DRM for batteries
Jon Callas
jon at callas.org
Sun Jan 6 20:23:56 EST 2008
On Jan 6, 2008, at 9:09 AM, Steven M. Bellovin wrote:
> On Sat, 5 Jan 2008 15:28:50 -0800
> Stephan Somogyi <cryptography at lt.gross.net> wrote:
>
>> At 16:38 +1300 04.01.2008, Peter Gutmann wrote:
>>
>>> At $1.40 each (at least in sub-1K quantities) you wonder whether
>>> it's costing them more to add the DRM (spread over all battery
>>> sales) than any marginal gain in preventing use of third-party
>>> batteries by a small subset of users.
>>
>> I don't think I agree with the "DRM for batteries" characterization.

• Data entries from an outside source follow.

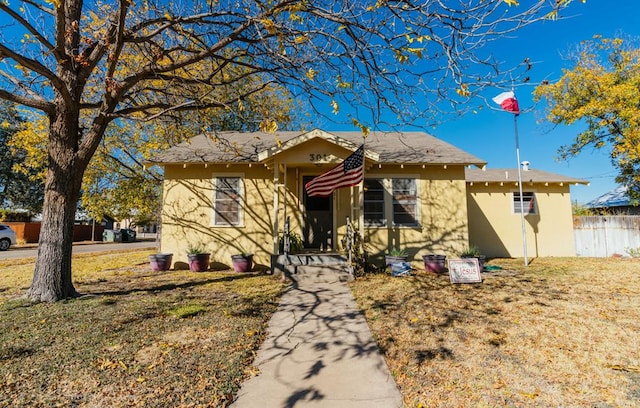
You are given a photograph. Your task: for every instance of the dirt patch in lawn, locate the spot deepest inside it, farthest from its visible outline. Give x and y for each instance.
(562, 332)
(136, 338)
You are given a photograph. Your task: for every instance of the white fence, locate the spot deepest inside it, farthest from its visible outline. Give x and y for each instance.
(605, 236)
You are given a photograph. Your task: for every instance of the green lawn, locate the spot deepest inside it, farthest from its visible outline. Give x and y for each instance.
(138, 338)
(560, 333)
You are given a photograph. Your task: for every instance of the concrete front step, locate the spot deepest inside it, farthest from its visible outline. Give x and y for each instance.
(319, 274)
(288, 263)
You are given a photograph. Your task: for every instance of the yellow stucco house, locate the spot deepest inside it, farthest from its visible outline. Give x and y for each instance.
(233, 192)
(494, 211)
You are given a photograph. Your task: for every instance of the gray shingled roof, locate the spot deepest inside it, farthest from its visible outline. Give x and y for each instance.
(392, 147)
(530, 176)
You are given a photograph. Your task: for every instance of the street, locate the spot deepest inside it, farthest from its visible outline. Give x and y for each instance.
(32, 251)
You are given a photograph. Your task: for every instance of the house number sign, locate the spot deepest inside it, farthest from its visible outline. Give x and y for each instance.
(320, 157)
(465, 270)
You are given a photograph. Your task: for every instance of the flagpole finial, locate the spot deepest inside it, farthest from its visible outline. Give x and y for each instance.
(507, 100)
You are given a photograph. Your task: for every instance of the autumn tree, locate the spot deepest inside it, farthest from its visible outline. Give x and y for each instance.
(602, 90)
(116, 184)
(88, 64)
(20, 188)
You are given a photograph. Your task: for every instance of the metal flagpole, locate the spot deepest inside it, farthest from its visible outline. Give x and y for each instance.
(524, 227)
(361, 201)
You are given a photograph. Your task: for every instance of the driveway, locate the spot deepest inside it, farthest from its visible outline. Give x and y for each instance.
(31, 251)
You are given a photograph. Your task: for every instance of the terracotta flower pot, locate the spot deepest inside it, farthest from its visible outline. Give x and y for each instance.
(160, 262)
(242, 263)
(198, 262)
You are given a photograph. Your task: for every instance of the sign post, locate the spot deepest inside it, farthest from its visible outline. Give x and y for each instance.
(466, 270)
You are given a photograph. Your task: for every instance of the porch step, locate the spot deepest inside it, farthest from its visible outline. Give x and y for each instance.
(289, 264)
(304, 274)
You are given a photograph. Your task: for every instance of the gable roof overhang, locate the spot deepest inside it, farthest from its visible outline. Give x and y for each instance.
(269, 156)
(383, 148)
(510, 176)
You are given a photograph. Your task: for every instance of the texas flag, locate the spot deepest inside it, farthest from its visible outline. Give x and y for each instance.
(508, 102)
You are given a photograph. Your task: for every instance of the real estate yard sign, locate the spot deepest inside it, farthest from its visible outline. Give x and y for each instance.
(465, 270)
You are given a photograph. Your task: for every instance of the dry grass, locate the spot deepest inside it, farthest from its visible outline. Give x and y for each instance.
(140, 338)
(562, 333)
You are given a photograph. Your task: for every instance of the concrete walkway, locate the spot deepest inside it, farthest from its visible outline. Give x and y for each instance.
(319, 352)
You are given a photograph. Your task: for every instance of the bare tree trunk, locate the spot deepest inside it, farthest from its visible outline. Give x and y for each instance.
(52, 275)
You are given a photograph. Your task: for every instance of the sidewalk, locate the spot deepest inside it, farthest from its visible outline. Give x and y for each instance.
(319, 353)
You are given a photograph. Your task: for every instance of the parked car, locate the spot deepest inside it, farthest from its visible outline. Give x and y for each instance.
(7, 237)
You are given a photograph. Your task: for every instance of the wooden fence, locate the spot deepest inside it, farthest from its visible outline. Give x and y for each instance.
(604, 236)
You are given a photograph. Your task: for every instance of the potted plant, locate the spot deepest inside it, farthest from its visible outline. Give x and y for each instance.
(242, 262)
(160, 262)
(198, 258)
(434, 263)
(474, 252)
(295, 243)
(394, 256)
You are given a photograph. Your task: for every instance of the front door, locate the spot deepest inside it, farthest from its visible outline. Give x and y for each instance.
(318, 221)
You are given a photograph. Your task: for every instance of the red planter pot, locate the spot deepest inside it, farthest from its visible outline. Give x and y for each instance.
(198, 262)
(160, 262)
(242, 263)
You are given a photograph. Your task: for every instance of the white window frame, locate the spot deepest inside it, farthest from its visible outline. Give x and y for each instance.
(416, 214)
(384, 221)
(387, 182)
(241, 201)
(529, 199)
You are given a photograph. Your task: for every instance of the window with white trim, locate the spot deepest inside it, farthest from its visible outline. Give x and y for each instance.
(227, 201)
(528, 203)
(391, 201)
(374, 202)
(405, 201)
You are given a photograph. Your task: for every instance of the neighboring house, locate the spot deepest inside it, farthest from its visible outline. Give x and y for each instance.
(615, 202)
(495, 223)
(233, 192)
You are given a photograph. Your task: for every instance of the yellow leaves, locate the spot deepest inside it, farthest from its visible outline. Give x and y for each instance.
(342, 84)
(400, 57)
(301, 39)
(334, 106)
(56, 3)
(463, 90)
(106, 364)
(364, 129)
(416, 51)
(269, 126)
(269, 25)
(420, 38)
(311, 74)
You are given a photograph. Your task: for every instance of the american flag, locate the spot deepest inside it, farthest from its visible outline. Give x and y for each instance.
(348, 173)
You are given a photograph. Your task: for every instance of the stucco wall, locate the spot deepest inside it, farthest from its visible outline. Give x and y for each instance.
(188, 192)
(187, 212)
(497, 230)
(443, 210)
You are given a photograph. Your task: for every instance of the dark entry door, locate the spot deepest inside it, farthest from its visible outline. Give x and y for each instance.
(318, 221)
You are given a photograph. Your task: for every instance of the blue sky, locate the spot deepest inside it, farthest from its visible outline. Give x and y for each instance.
(489, 134)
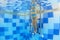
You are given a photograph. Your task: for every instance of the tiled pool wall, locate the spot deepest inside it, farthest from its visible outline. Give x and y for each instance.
(18, 27)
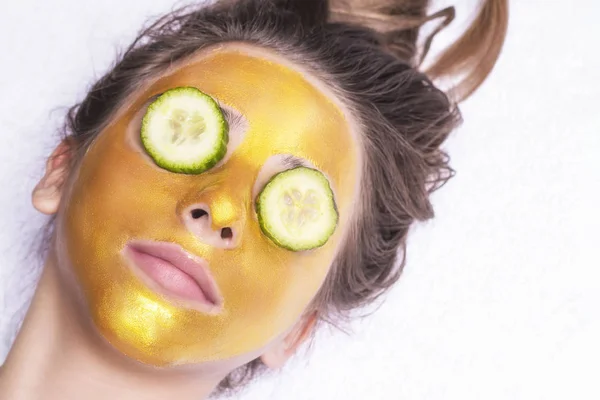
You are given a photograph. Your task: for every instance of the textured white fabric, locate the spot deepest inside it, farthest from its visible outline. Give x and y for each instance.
(499, 299)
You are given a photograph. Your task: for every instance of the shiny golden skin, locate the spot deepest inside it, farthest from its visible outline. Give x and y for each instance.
(119, 195)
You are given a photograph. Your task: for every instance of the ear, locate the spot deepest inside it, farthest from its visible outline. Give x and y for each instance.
(277, 355)
(47, 193)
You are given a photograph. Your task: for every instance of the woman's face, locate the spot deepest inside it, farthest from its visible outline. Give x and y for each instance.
(120, 195)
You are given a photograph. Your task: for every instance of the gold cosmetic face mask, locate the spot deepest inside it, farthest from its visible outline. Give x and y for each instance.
(120, 195)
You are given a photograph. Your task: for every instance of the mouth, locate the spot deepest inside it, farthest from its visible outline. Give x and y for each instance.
(168, 269)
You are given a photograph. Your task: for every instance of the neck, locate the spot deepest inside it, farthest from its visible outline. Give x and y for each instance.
(58, 355)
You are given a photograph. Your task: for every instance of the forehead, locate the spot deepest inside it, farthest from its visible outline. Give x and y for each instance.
(287, 111)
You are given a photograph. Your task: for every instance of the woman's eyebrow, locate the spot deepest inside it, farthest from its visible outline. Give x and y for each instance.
(290, 161)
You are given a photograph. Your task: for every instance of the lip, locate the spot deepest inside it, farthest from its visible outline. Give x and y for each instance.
(168, 269)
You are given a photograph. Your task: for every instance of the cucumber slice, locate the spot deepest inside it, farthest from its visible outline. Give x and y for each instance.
(296, 209)
(185, 131)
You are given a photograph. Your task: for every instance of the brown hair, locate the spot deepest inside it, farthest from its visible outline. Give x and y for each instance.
(369, 53)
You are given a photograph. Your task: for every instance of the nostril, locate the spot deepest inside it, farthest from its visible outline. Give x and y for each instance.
(226, 233)
(198, 213)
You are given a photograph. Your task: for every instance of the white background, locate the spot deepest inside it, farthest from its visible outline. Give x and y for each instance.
(500, 296)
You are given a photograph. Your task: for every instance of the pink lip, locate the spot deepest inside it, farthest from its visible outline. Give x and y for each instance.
(175, 273)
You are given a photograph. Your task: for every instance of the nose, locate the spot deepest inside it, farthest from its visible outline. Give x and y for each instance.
(217, 222)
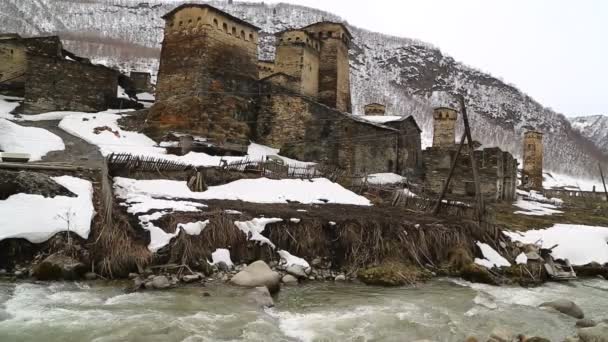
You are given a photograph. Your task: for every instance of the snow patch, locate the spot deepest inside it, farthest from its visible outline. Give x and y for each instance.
(37, 218)
(35, 141)
(577, 243)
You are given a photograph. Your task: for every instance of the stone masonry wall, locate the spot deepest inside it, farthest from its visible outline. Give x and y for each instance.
(533, 161)
(207, 81)
(334, 68)
(444, 127)
(62, 85)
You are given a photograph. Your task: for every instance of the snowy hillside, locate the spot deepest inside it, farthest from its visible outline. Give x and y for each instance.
(400, 72)
(594, 128)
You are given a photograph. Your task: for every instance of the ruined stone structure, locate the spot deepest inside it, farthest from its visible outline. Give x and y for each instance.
(54, 84)
(334, 68)
(14, 52)
(211, 84)
(533, 161)
(374, 109)
(497, 168)
(265, 68)
(497, 171)
(208, 74)
(142, 81)
(444, 126)
(297, 55)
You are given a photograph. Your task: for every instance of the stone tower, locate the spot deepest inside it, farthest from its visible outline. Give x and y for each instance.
(207, 76)
(532, 176)
(444, 126)
(297, 55)
(334, 68)
(374, 109)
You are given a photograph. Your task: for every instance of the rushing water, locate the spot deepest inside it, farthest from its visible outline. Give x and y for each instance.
(443, 310)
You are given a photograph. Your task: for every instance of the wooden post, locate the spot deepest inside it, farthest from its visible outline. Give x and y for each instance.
(603, 181)
(447, 181)
(467, 129)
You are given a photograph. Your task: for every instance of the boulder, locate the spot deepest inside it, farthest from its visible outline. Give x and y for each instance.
(500, 334)
(340, 277)
(288, 279)
(258, 274)
(58, 266)
(191, 278)
(261, 297)
(566, 307)
(585, 323)
(158, 283)
(477, 274)
(297, 271)
(34, 183)
(598, 333)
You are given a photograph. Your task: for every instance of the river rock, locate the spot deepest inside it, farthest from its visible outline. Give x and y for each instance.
(58, 266)
(566, 307)
(585, 323)
(191, 278)
(261, 296)
(340, 277)
(500, 334)
(258, 274)
(158, 283)
(90, 276)
(598, 333)
(297, 271)
(288, 279)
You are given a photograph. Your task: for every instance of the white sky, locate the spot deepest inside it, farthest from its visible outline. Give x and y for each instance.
(554, 50)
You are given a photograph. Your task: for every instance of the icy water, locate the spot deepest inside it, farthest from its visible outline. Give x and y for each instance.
(443, 310)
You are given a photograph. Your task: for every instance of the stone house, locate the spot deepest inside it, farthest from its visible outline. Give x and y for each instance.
(497, 168)
(51, 78)
(532, 174)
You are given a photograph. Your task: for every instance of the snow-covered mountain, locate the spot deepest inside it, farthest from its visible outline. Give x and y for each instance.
(594, 128)
(401, 72)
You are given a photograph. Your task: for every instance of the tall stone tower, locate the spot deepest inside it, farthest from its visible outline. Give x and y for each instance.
(444, 126)
(374, 109)
(532, 176)
(297, 55)
(207, 74)
(334, 68)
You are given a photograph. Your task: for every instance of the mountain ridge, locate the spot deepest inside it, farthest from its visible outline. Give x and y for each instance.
(401, 72)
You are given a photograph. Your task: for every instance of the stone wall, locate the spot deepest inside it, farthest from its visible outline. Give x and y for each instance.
(14, 52)
(207, 80)
(306, 130)
(374, 109)
(533, 161)
(334, 68)
(444, 127)
(142, 81)
(497, 171)
(62, 85)
(297, 55)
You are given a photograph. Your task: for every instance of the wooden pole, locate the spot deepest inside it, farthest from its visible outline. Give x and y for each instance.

>> It's not my data in that battery that they're preventing me from
>> getting at.
>
> Correct. In a similar case, Lexmark sued a maker of print cartridges
> under the DMCA. Lexmark lost in the Court of Appeals and the Supreme
> Court declined to hear the case. See
> http://www.eff.org/cases/lexmark-v-static-control-case-archive and
> http://www.scc-inc.com/SccVsLexmark/
>
Also remember that there is a specific exemption in the DMCA for
reverse engineering for the purpose of making compatible equipment.
It is there precisely to protect people like the printer cartridge
folks. That's why they lost.
Going back to the '60s, there was the Ampex case, where they made
compatible tape drives for IBM mainframes. IBM sued, and lost in the
Supreme Court. This is what gave us the plug-compatible peripheral
biz. My memories of this say that some judge or other said that
copyright is not intended to give a monopoly.
That doesn't mean that other companies can't pull crap and try to sue
competition away. But they're wrong, and the effect may help the
little guy, because by now, the big guys ought to be able to pay for
lawyers smart enough to know the precedent.